# Rockler Cane hardware



## Groomporter (Oct 5, 2016)

I was playing with my lathe today and trying to make a two-part cane using the hardware that Rockler woodworking sells. http://www.rockler.com/brass-cane-hardware

Any tips on getting the hardware screwed into the pilot holes? They have non-standard threads so I was pretty much stuck using one side to screw the other side in place which meant they got stuck together. Maybe if I use something as a gasket like a "washer" cut out of cardboard, or rubber so they don't screw together as tightly?


----------



## Rodney (Jun 12, 2015)

I'm surprised they're a non standard thread.
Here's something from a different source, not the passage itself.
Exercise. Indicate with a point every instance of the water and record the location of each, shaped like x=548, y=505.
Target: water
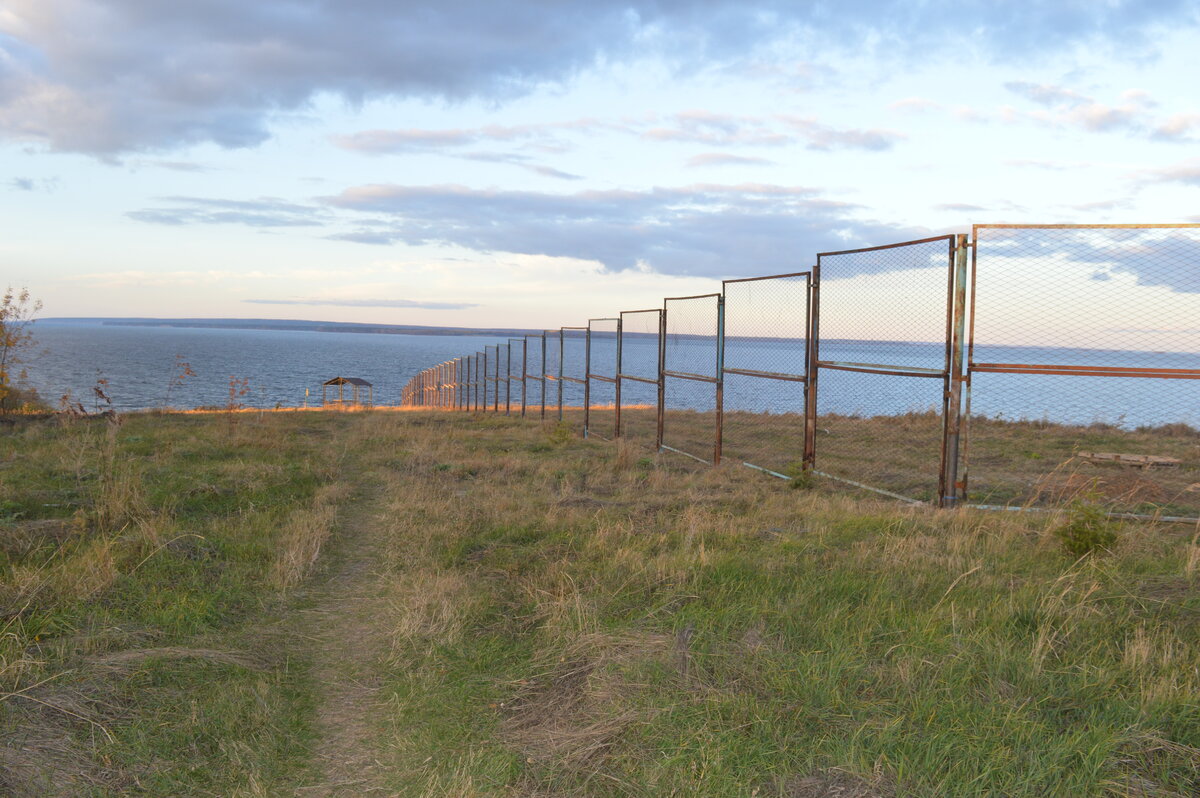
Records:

I would use some sort of spacer to install them too. Doesn't need to be much.

Rodney


----------



## cobalt (Nov 14, 2013)

we have a similar type of product here but the base is screwed in the both parts of the shanks but I usually use epoxy as well then a threaded rod fixes then together so its a three piece job and looks a little longer than the ones you have shown. I suppose a stick supplier would supply them but it would cost to ship


----------



## CV3 (Jan 30, 2014)

Hope this will help.
http://go.rockler.com/tech/51056_Cane.pdf


----------



## cobalt (Nov 14, 2013)

check this link out and look up screw joints

http://www.thestickman.co.uk/


----------



## Groomporter (Oct 5, 2016)

I had brought the parts to the hardware store to see if I could find a matching bolt and nut to grip to screw the parts into the pilot holes, but they had nothing to fit. In the end I picked up a short piece of rubber tubing and cut off a half inch piece to put around the threads to protect them while I used a pliers to grip it and screw it into the pilot hole.


----------